Browse By

IDEA #20 – Finding the Employee Leak

I guess it is just assumed by Yahoo that a staff-wide email would get leaked, so they’re not going to put any juicy strategy into those types of emails — but it got me thinking, wouldn’t they love to know who did in fact leak this? It’d be simple, really — well, until employees learned the secret.

I’d take the email and send it through a bulk email program that alters some of the words / characters in the email. Correspond each version to each employee and then if you ever see a leaked version, you would be able to match it. Especially an email of that size — although, maybe there couldn’t possibly be 9,800+ grammatical changes :)

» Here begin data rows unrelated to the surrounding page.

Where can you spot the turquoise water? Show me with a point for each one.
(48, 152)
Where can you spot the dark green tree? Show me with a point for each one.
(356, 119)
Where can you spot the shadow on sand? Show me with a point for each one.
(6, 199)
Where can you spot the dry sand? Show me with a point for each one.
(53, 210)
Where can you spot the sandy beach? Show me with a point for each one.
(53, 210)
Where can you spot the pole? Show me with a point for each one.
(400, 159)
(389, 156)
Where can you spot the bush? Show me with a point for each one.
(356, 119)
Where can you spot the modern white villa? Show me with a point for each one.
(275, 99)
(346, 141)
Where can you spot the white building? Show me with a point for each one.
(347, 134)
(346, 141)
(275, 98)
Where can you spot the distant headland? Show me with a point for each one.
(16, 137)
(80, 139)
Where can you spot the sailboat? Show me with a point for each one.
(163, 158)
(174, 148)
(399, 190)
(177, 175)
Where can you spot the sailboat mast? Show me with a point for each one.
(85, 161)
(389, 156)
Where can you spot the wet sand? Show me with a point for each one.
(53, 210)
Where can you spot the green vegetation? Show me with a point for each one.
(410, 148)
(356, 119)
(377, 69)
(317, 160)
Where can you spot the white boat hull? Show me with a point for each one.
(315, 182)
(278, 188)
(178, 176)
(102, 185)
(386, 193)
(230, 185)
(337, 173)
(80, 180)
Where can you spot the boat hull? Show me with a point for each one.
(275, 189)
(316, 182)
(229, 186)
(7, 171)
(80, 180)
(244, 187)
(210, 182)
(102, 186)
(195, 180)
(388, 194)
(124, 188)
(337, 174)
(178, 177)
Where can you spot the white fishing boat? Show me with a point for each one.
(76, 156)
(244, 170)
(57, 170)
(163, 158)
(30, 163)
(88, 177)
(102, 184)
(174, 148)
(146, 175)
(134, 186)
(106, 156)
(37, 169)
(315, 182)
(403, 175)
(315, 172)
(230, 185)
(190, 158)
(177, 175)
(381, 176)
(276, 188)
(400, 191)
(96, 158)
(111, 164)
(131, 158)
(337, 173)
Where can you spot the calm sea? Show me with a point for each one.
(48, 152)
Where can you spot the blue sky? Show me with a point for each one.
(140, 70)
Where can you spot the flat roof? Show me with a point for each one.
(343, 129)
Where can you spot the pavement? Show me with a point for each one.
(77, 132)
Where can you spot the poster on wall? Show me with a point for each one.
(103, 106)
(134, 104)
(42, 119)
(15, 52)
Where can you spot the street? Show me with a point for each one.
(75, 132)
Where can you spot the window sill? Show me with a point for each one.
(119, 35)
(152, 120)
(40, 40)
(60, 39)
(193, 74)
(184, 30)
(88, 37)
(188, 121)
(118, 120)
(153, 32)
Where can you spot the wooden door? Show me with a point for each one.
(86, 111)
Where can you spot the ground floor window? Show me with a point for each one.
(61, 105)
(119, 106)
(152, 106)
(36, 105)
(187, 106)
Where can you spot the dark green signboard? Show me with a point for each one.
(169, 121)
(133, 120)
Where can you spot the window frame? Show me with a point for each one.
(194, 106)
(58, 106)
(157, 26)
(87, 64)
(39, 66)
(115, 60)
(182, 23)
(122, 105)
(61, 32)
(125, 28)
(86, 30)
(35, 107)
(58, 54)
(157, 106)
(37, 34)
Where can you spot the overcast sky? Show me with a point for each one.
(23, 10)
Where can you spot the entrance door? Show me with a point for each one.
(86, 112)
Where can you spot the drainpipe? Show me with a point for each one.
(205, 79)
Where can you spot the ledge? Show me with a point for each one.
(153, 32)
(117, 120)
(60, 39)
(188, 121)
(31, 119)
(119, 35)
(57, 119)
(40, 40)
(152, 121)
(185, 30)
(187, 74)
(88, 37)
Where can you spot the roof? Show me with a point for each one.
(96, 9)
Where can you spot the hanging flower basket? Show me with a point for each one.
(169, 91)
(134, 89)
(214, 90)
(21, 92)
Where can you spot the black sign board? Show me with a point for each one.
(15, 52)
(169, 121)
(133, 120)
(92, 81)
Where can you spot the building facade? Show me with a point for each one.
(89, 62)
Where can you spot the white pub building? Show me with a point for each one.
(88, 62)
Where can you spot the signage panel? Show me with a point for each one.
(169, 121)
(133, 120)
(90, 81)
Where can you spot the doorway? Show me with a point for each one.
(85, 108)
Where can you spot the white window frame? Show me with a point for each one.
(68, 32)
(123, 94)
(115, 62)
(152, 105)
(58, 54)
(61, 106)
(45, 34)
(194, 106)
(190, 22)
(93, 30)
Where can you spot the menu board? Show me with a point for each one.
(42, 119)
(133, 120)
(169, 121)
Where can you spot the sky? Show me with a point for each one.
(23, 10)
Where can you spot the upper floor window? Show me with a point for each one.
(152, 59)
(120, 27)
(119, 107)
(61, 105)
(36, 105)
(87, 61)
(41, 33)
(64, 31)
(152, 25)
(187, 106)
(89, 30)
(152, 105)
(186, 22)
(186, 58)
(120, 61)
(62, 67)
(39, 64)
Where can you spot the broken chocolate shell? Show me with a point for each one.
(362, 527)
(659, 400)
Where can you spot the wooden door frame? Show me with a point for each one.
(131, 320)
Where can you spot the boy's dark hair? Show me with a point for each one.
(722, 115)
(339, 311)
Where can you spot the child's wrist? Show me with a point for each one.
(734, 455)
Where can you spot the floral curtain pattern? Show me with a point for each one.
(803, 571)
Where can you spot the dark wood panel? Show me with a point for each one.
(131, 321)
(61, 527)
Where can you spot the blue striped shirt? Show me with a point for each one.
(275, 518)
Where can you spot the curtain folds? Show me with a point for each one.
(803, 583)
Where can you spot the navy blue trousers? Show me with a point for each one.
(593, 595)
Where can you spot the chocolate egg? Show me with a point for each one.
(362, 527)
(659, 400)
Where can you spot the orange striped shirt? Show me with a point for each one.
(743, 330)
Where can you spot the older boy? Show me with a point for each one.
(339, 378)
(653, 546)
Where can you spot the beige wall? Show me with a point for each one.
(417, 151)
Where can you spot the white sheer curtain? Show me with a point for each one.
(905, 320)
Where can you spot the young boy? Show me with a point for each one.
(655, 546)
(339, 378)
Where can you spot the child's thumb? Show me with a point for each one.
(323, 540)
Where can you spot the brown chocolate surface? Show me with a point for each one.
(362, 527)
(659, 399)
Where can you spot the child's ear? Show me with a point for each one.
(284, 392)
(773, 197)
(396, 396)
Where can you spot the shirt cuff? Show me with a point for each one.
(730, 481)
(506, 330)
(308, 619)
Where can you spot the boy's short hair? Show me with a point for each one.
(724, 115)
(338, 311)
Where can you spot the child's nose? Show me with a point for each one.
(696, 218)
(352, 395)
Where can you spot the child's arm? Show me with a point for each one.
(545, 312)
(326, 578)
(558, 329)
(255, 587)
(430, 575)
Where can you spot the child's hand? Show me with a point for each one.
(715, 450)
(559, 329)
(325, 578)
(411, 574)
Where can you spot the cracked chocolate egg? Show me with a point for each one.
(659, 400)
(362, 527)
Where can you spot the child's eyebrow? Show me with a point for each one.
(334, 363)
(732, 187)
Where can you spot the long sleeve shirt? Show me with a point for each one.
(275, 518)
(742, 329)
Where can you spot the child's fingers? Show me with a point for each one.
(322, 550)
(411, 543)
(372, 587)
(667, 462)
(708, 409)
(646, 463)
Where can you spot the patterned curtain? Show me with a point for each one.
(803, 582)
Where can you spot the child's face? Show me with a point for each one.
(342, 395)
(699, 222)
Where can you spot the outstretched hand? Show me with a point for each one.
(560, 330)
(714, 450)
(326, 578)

Although what about all types of emails you send (to more than 1 person). Wouldn’t it be great if they were passed through a filter — just in case they were confidential and were leaked?

  • Matt

    Funny, had this idea when f* was at it’s height back in the first boom/crash. The english language is by far robust enough to “watermark” a document this size, contractions, synonyms etc. However the problem with the adoption was simply there is a lot of time invested in the language of these memos and to have that modified ad hoc by a filter simply unacceptable to most people I talked to….nonetheless a good an intresting idea.

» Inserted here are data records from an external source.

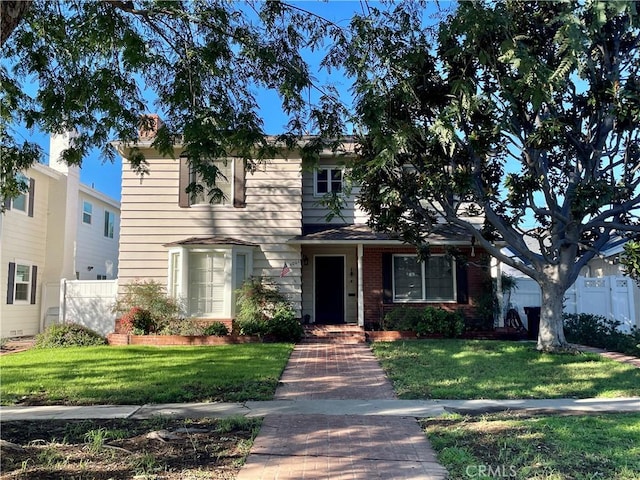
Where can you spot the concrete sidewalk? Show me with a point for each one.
(334, 416)
(344, 446)
(329, 407)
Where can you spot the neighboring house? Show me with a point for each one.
(271, 224)
(603, 288)
(59, 229)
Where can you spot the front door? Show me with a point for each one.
(329, 289)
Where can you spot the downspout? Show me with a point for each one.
(62, 314)
(360, 255)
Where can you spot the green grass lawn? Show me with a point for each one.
(541, 448)
(475, 369)
(139, 375)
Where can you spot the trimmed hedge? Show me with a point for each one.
(68, 335)
(424, 321)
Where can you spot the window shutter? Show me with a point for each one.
(239, 177)
(32, 193)
(34, 283)
(183, 183)
(387, 278)
(462, 286)
(11, 282)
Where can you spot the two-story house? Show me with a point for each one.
(271, 223)
(60, 228)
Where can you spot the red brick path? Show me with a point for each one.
(334, 447)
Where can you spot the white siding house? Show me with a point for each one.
(273, 224)
(41, 243)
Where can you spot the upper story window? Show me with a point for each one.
(218, 194)
(87, 212)
(21, 287)
(430, 281)
(25, 201)
(228, 190)
(20, 203)
(328, 180)
(109, 223)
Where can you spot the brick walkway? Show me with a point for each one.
(335, 447)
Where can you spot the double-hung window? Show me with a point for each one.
(25, 201)
(21, 285)
(87, 212)
(219, 194)
(206, 278)
(109, 223)
(430, 281)
(328, 180)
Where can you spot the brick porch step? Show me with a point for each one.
(343, 333)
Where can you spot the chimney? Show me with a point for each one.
(57, 144)
(149, 125)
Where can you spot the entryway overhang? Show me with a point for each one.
(354, 234)
(325, 243)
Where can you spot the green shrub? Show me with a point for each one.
(68, 335)
(425, 321)
(264, 311)
(138, 321)
(598, 331)
(441, 322)
(284, 325)
(181, 326)
(218, 329)
(402, 318)
(151, 297)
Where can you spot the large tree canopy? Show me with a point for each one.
(99, 66)
(526, 113)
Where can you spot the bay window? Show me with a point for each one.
(206, 278)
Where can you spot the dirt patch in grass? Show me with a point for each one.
(161, 448)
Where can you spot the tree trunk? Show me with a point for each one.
(11, 12)
(551, 335)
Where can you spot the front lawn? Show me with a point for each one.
(542, 448)
(475, 369)
(138, 375)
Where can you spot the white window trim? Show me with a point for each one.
(82, 212)
(181, 289)
(329, 168)
(25, 194)
(230, 198)
(109, 213)
(29, 265)
(424, 283)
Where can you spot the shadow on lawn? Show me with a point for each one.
(140, 375)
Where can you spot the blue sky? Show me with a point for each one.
(105, 176)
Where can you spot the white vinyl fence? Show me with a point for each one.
(611, 297)
(89, 303)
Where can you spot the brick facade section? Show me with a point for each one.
(374, 307)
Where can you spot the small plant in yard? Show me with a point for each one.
(218, 329)
(68, 335)
(425, 321)
(153, 306)
(181, 326)
(137, 321)
(264, 310)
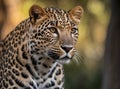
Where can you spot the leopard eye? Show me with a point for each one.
(53, 29)
(74, 30)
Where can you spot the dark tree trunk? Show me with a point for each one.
(2, 15)
(112, 49)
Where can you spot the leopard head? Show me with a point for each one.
(54, 32)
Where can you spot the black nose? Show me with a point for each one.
(66, 48)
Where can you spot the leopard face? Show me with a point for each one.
(55, 32)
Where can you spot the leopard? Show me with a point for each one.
(34, 52)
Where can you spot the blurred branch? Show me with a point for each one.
(112, 50)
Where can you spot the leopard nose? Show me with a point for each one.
(66, 48)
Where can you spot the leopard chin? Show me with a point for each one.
(57, 58)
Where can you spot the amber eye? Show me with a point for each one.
(74, 30)
(53, 29)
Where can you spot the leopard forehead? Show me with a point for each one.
(60, 15)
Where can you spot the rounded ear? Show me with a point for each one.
(76, 14)
(36, 12)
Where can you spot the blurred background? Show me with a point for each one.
(87, 74)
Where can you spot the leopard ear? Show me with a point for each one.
(36, 12)
(76, 14)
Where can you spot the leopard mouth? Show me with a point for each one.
(56, 57)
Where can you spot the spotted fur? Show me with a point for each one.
(33, 53)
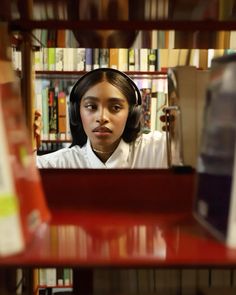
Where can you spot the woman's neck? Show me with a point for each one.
(104, 154)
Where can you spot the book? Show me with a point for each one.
(103, 57)
(88, 59)
(62, 114)
(123, 59)
(20, 214)
(113, 58)
(95, 58)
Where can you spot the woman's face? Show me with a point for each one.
(104, 112)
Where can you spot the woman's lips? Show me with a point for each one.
(102, 130)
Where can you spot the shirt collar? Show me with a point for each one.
(119, 158)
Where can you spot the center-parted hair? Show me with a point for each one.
(124, 84)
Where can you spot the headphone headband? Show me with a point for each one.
(138, 98)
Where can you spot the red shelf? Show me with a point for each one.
(143, 218)
(94, 239)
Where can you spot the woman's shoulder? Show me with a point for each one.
(152, 136)
(58, 159)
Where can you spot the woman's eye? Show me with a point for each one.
(116, 108)
(90, 106)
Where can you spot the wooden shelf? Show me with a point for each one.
(177, 25)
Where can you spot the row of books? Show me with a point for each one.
(86, 59)
(123, 59)
(52, 100)
(53, 277)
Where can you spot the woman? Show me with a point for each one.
(105, 126)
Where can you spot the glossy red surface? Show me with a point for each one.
(123, 239)
(121, 218)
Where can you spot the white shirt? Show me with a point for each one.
(147, 151)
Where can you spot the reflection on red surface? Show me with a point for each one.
(91, 239)
(107, 242)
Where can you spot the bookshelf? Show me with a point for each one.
(185, 239)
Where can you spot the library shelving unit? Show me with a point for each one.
(143, 218)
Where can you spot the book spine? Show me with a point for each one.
(12, 240)
(88, 59)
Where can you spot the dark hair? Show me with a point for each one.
(125, 85)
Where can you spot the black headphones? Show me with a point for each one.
(135, 111)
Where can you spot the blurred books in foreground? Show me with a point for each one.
(215, 204)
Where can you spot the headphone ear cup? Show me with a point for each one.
(73, 113)
(134, 117)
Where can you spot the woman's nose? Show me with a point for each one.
(102, 115)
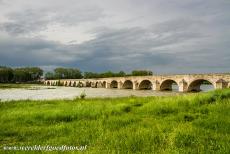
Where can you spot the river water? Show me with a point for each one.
(48, 92)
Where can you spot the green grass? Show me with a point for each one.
(16, 85)
(196, 123)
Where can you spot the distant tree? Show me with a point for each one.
(67, 73)
(6, 74)
(49, 76)
(141, 73)
(27, 74)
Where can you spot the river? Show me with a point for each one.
(48, 93)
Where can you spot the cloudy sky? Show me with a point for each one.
(165, 36)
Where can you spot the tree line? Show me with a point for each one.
(23, 74)
(71, 73)
(34, 74)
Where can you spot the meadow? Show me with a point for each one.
(193, 123)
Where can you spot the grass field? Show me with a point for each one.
(194, 123)
(14, 85)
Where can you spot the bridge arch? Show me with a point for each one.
(198, 85)
(169, 85)
(145, 85)
(114, 84)
(128, 84)
(104, 84)
(96, 84)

    On a side note, awesome blog, great ideas that provide a catalyst to others!

  • Eric Nagel

    For a brief while, I was working on something similar… spiders (Google) love unique content, but (gray area) affiliates don’t like writing it. If you could scrape content (from Wikipedia) and alter it just enough so it still made sense, but was “unique”, that’d be a gold mine.

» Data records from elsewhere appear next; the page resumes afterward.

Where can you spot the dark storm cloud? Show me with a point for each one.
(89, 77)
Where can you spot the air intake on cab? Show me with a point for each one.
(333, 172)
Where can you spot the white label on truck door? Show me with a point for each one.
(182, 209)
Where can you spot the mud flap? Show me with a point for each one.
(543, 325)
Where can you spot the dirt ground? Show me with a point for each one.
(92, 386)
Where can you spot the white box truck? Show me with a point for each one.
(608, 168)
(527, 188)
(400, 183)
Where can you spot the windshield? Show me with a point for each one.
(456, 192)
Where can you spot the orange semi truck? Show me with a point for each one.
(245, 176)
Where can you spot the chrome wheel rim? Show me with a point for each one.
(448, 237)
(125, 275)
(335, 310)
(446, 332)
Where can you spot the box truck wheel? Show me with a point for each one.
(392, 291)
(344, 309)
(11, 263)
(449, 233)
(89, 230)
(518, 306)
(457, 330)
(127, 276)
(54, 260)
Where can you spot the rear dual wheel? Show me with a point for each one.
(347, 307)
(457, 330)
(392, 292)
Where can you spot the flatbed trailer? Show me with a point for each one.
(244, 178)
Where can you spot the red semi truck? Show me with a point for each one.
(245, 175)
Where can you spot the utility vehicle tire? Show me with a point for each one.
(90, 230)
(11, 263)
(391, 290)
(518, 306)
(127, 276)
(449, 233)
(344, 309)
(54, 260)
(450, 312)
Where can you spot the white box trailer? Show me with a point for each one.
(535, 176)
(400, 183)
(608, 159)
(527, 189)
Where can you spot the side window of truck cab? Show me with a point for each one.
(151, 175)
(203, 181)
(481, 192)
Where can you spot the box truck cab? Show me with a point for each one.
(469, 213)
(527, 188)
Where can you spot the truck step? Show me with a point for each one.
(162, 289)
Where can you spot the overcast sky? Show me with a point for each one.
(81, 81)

    Lost is an Emmy and Golden Globe award-winning serial drama television series…

    Lost, a Golden Globe and Emmy award-winning serial drama,…

    However, I gave up. There’s no easy way to do this… even with a synonyms database.

  • Eric Nagel

    9,800 text changes isn’t that hard.

    You can even start with # of spaces after a . I learned 2 in high school, so that’s what I still use, but many people use 1 or don’t care. So, if there are 4 sentences (3 breaks between them) that makes the following possibilities:

    (# of spaces)
    1 1 1
    1 1 2
    1 2 1
    1 2 2
    2 1 1
    2 1 2
    2 2 1
    2 2 2

    8, 2^3. So for 9,800 combinations, 2^x >= 9800… x is at least 14.

    So using spaces between sentences alone, you’d need 15 sentences to do this.

    BUT, you’re right… once they caught on, you have to think of another method.

  • AndrewFromFly

    Yes, but then TechCrunch could just alter the number of spaces after each . again before they post it. It’ll either correspond to some innocent guy’s version who didn’t leak it. Or it’ll correspond to none of them.

  • Eric Nagel


    Yes, you’re right… it’ll work once. But if you could manage to watermark the text somehow… this technology could not only be used in corporate press releases, but also in government and even file sharing.

    If you could watermark an mp3 file, then the user that has rights to it could use it wherever he likes – but if it’s watermarked and ends up shared on the web, you can link it back to him.

  • Steve Poland
  • Phil McCarty

    We’re currently doing a version of this with MP3s. If you send songs to 20 different people, each song gets embedded with a unique (largely) inaudible and indestructible signal, which can then be backtracked to them, in the event that they leak it.